Why did Pakistan fail to capture Akhnoor, its main objective, then despite all odds heavily in its favour? For that, India needs to perhaps thank Ayub no end as he committed a grave tactical mistake of providing 1-day breather to India by halting attacks on September 2. This happened as Ayub replaced Major General Akhtar Hussain Malik who was leading the assualt troops, with Major General Yahya Khan. Literally, it was a case of changing horses mid-stream!

This proved enough for India to rush additional troops in that area, along with some tanks, and some anti-tank guns. All this was enough to break the initial momentum and element of surprise which Pakistan had achieved on day 1 of the assault. On September 3, when the Pakistanis launched the attack again, the sharp edge it had initially was all but lost.

This led to a stalemate with heavy losses on both sides and considerably slowed down the attackers. As they moved north in their forward thrust, the mighty Chenab and hills helped the Indian side. Away from the western bank, the hills provided suitable terrain to dig in defences and the invaluable gift of time was provided by Ayub Khan himself! His over-confidence in Yahya’s capabilities and superior weaponry Pakistani army possessed defeated his own objective!

Western Army Commander Lt Gen Harbaksh Singh (above with his family in later years) defied Army Chief J N Choudhary to tell his formations to attack some Pakistani positions. Acting on his orders, the Indian army opened another front in Pakistan Punjab and launched assaults on the cities of Lahore and Sialkot, almost 100 km apart. This threw Pakistani forces entirely off-balance, with a massive withdrawal witnessed from the Akhnoor front for defence of these cities!
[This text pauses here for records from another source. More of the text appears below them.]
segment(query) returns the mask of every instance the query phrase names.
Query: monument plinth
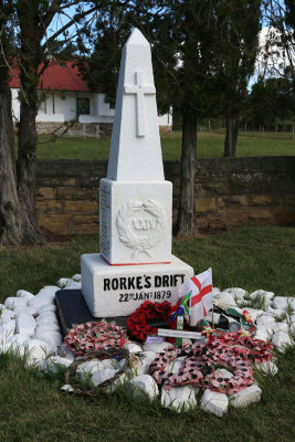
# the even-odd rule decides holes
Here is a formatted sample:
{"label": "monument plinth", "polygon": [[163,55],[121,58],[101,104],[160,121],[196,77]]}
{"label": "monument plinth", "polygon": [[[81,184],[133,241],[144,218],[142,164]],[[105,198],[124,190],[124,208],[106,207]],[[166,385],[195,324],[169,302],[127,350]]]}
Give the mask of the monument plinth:
{"label": "monument plinth", "polygon": [[171,254],[172,185],[164,178],[148,41],[135,29],[120,63],[107,178],[99,185],[101,254],[82,256],[82,293],[97,317],[178,299],[193,275]]}

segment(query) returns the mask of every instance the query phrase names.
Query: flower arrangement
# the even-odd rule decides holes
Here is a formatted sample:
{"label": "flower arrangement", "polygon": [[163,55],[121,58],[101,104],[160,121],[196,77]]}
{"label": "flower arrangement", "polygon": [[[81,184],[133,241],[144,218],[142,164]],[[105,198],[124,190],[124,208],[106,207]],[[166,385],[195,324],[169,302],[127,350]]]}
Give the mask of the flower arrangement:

The superior weaponry, 6: 1 ratio of attacking forces, coupled with massive armoured thrust provided by the Patton tanks, were all laid waste by the 1-day breather Ayub himself had gifted away! The loss of stretegic Haji Pir bulge to 1 Para of Indian forces on August 28 was also a serious setback for the Pakistanis. The assault movement of 1 Corps and 11 Corps of the Indian army against Pakistan Punjab on September 6 was hugely unnerving for the enemy. It had never imagined, leave side factored, in this situation that India could launch any attack!

It may be interesting to note that 1 played an important role in all these happenings. Be it 1 Para, September 1, 1-day halt in Pakistan’s attack, 1 Corps and 11 Corps! Lt Gen Harbaksh Singh, the Western Army Commander, was from 1 Sikh, the first unit that had landed in Srinagar on October 27, 1947.

(Lt. Gen Harbaksh Singh, was a senior general officer in the Indian army. As the Western Army commander, Singh commanded the Indian army forces and played a critical role in the1965 India-Pakistan war. For his role in the ewar, he was later awarded the Padma Vibhushan in 1966.)

Sant Kumar Sharma, a seasoned journalist, is an authority on Jammu and Kashmir. Two of his books on Article 370 and Delimitation are already out. The third one on Indus Waters Treaty is with the publishers. 

Sant began as a teacher but after six years, joined the Indian Express, Chandigarh in 1990, the year when terrorism was taking its first step in J & K and soon there would be exodus of lakhs of Kashmiri Pandits from the Valley. He subsequently worked for The Statesman, The Times of India and Star News among others. He is based in Jammu since May 2000.